Review period order intake
Wärtsilä’s order intake for the review period January-December 2015 was EUR 4,932 million (5,084), which represents a decrease of 3% compared to the corresponding period in 2014. The book-to-bill ratio for the review period was 0.98 (1.06).
Order intake for Energy Solutions totalled EUR 1,009 million (1,293) in the review period, a decrease of 22% from the corresponding period last year. Of the orders received, measured in MW, 46% were for gas based power plants. Turkish owners contributed to the high level of activity in Europe, while in the USA several orders were received for peaking and renewable support power plants.
Marine Solutions’ review period order intake declined by 8% to EUR 1,599 million (1,746). Considering the general slowdown in vessel contracting and the further weakening of the offshore market, this was a satisfactory result. Order intake for Marine Systems International, acquired during the financial period, developed well. The gas carrier segment represented 38% of the order intake for the review period, while the conventional merchant share was 18% and cruise & ferry accounted for 15%. The special vessels segment represented 10%, the offshore segment 8% and navy 4%. Other orders accounted for 6%. In line with the Marine Solutions strategy, Wärtsilä received several orders for the delivery of integrated solutions. Highlights included the contract to supply engines, controllable pitch propellers, transverse thrusters and an LNGPac gas supply and storage system to the world’s first duel-fuelled dredger being built for DEME Group.
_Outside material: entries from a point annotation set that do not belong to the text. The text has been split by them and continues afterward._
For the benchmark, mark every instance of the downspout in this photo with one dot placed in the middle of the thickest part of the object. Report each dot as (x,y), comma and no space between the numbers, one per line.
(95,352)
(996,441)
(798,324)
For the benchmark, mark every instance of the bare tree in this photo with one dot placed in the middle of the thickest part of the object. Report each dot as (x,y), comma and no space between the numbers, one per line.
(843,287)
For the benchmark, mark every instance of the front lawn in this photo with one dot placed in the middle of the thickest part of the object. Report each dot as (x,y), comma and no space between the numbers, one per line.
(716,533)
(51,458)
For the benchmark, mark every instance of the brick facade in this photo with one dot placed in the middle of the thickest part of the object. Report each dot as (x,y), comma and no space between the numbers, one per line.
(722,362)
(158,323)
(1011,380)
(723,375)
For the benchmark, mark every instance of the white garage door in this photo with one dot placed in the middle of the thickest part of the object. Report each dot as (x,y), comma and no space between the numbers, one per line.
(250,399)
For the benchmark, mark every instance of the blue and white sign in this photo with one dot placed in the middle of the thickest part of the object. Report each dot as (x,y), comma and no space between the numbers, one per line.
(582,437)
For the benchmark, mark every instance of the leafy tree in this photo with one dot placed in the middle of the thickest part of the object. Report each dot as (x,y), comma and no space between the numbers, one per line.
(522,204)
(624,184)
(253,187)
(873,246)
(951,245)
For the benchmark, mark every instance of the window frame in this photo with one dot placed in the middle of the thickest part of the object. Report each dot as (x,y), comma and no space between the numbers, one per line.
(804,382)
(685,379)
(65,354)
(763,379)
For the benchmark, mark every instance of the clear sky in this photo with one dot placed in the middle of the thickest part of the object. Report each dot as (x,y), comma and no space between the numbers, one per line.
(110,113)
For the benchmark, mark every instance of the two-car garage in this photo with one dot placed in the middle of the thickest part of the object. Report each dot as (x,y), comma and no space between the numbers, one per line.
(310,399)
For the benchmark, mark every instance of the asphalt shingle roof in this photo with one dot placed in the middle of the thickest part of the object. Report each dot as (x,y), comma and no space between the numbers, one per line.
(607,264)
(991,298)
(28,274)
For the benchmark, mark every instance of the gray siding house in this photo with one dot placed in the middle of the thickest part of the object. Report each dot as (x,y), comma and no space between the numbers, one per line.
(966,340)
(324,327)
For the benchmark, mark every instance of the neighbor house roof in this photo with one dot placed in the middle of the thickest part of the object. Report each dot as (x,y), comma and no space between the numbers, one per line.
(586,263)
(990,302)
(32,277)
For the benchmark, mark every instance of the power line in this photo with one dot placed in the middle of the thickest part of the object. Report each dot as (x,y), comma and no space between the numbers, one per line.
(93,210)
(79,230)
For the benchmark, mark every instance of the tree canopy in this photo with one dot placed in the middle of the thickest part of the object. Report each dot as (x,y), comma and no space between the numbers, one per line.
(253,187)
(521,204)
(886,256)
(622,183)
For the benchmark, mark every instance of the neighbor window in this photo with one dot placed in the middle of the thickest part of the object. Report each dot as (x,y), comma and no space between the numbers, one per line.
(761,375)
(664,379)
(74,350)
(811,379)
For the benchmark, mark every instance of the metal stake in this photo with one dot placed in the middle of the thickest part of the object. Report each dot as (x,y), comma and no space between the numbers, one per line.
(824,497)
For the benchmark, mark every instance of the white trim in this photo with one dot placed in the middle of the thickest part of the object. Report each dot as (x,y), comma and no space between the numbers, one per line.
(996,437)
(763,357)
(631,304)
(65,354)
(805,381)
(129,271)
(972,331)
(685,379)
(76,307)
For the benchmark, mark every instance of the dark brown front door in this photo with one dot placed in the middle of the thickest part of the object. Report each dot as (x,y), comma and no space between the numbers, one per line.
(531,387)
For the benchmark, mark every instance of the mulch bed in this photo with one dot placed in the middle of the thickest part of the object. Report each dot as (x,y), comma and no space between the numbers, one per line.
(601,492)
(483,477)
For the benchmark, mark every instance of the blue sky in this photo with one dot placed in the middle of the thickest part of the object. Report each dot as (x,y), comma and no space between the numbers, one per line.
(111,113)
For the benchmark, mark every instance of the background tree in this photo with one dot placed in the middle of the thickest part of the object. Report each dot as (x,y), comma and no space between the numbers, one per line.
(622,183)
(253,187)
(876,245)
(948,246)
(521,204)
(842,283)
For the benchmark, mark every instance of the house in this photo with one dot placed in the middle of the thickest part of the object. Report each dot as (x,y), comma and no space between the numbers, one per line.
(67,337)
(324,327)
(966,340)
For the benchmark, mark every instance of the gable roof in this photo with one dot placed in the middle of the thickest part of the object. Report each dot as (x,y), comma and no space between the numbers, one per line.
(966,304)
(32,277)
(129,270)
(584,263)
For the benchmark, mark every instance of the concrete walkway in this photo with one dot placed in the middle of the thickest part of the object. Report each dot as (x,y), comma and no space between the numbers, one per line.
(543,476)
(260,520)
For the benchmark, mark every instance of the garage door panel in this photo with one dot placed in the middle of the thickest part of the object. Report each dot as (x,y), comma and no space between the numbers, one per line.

Other strategically significant orders included the first order for the new generation Wärtsilä 31 engine, which was launched in June. Interest in environmental solutions continued to increase during 2015. A noteworthy order in this respect was the contract to retrofit eleven container vessels owned by Bernhard Schulte GmbH & Co. KG with Wärtsilä Aquarius Ballast Water Management Systems. The development in exhaust gas cleaning systems orders was stable. During 2015, the Wärtsilä 34DF engine strengthened its market position, with three major South Korean shipyards supporting the use of this engine for auxiliary applications in the LNG carrier segment.
Services’ order intake for the review period increased by 14%, totalling EUR 2,324 million (2,045), supported by increased demand for service projects and long-term agreements. Larger service projects included an order from Shanghai Electric Power to convert the Maltese Delimara Power Station to operate on natural gas, as well as several propulsion system upgrade projects. Customers with gas fuelled vessels showed particular interest in signing long-term agreements. The signed contracts included a 5-year technical management agreement with Golar Management Oslo for its LNG carrier fleet, and a maintenance agreement with GasLog LNG Services Limited to ensure the reliable operation of GasLog’s seven LNG carriers. Power plant related service agreements included a 10-year operations and maintenance agreement for Central Generadora Electrica Huinala’s flexicycle power plant, located near Monterrey, Mexico.